Headache neurologist, Nathaniel Schuster, stated that “many patients who suffer from migraines have experienced them for many years but have never discussed them with their physicians. They are, rather, self-treating with various treatments, such as cannabis”. He also explains that “right now, when patients ask us if cannabis works for migraines, we do not have evidence-based data to answer that question”- but perhaps this will no longer be the case once the clinical trial has been concluded. 

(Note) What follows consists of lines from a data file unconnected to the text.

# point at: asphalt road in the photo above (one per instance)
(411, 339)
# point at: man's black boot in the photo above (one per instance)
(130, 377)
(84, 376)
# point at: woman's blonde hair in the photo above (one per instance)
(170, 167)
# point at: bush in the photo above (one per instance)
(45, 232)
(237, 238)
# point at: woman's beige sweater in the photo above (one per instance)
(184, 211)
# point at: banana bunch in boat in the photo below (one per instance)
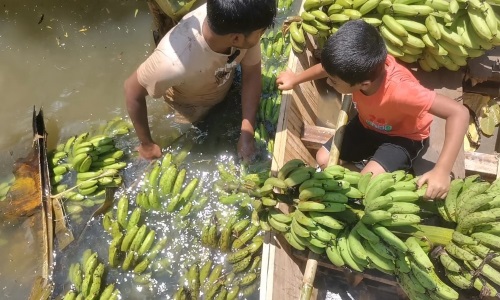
(284, 4)
(390, 199)
(217, 283)
(334, 183)
(86, 278)
(471, 261)
(471, 202)
(274, 46)
(134, 245)
(434, 33)
(419, 279)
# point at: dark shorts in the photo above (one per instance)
(391, 152)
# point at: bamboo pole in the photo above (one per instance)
(312, 259)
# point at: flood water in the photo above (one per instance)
(69, 57)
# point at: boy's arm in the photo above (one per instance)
(135, 101)
(287, 80)
(457, 121)
(250, 97)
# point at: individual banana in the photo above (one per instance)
(376, 216)
(288, 167)
(366, 233)
(297, 34)
(477, 19)
(373, 192)
(394, 26)
(390, 238)
(459, 253)
(273, 213)
(411, 10)
(122, 211)
(449, 263)
(450, 202)
(343, 249)
(368, 6)
(299, 175)
(311, 193)
(418, 254)
(326, 220)
(390, 37)
(382, 263)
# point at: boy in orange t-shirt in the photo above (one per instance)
(394, 110)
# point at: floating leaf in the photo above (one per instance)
(495, 111)
(467, 145)
(473, 133)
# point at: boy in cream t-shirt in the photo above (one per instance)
(193, 67)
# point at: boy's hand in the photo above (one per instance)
(246, 147)
(286, 80)
(438, 184)
(149, 151)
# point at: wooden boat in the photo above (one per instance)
(300, 132)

The University of California San Diego announced their clinical trial and offered up the personal experience of Allison Kingge who explained that her experience with migraines is “a piercing pain” which feels like her “brain is being squeezed”. She goes on to explain that “there have been times when” she has had a “pain level of 6 or higher for approximately 25 days out of the month” which impacted her quality of life significantly as one can imagine with so much consistent pain. 

Kingge also explains that her “migraines are triggered by weather, stress, and lack of sleep” and that when her pain is at its peak, she has to spend her day in bed with the lights out. She also expressed that migraines make it challenging to perform her role as a mother” and that she joined this clinical trial because she is willing to “try anything that could help manage” the migraines. 

She stated that she Is “proud and grateful to be part of a study that could lead to more tools in the toolbox for those of us who suffer from migraines”. This “could mean one more option when all other options have not worked” which is “truly significant for patients whose lives are disrupted on a regular basis from migraines”. 

Dr. Shuster also explains that “vaporized cannabis may be more effective for those patients who have nausea or gastrointestinal issues with their migraines”. Migraine patients who wish to participate in the study need to experience migraines every month and should not be regular cannabis or opioid user. Additionally, the participants need to be between the ages of 21 and 65.